Quasicrystals and their ornate structures have transfixed researchers for decades, but only one natural sample has ever been found on Earth. Now a group of scientists from the US and Italy has shed some light on how and where these strange crystal arrangements come into being.

© PNAS

Firing a tantalum bullet into an a magnesium iron silicate (olivine) sample produced quasicrystalline areas (labelled i-phase; x-ray diffraction pattern on the right)

Most crystal lattices are built on the pillars of order and periodicity, such as rock salt or diamond, for instance. But in 1982 Dan Shechtman, who was later awarded the 2011 chemistry Nobel prize for his work, found a structure that rocked crystallography: an ordered aluminium–manganese lattice that has a non-repeatable pattern.

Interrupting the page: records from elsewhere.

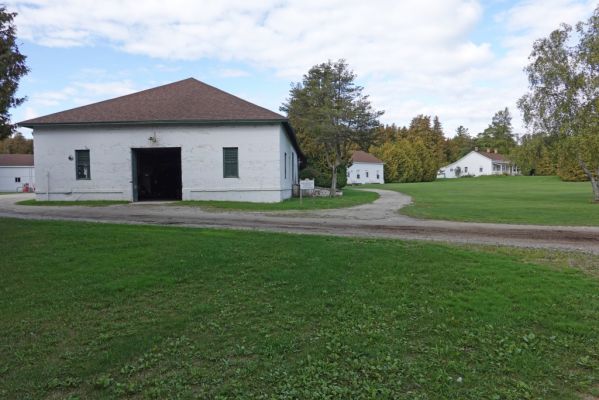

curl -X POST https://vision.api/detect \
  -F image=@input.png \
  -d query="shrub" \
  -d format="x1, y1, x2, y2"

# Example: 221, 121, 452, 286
299, 163, 346, 188
371, 139, 439, 183
299, 166, 319, 180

Since Shechtman’s discovery, a number of exotic quasicrystals have been made in the lab and found their way into a range of products, from non-stick frying pans to LED lights. But it wasn’t until 2011 that one was found in nature. A meteoritic sample unearthed from the Khatyrka river in Russia contained icosahedrite, an aluminium–copper–iron quasicrystal.  

Now Paul Asimow from Caltech, US, and his colleagues have tried to test the theory that such structures are formed from collisions in the solar system. The team fired a tantalum bullet at 2000mph into a stack of targets, including olivine and an iron–nickel meteorite sample, to replicate a high-velocity impact between objects in space.

The shock wave passing through the target forces a quasicrystal to form with a similar composition to icosahedrite.

‘The shock-induced synthesis demonstrated in this experiment reinforces the evidence that natural quasicrystals formed during a shock event,’ the researchers conclude in their paper. They add, however, that the precise mechanism by which quasicrystals form under such conditions remains an open question.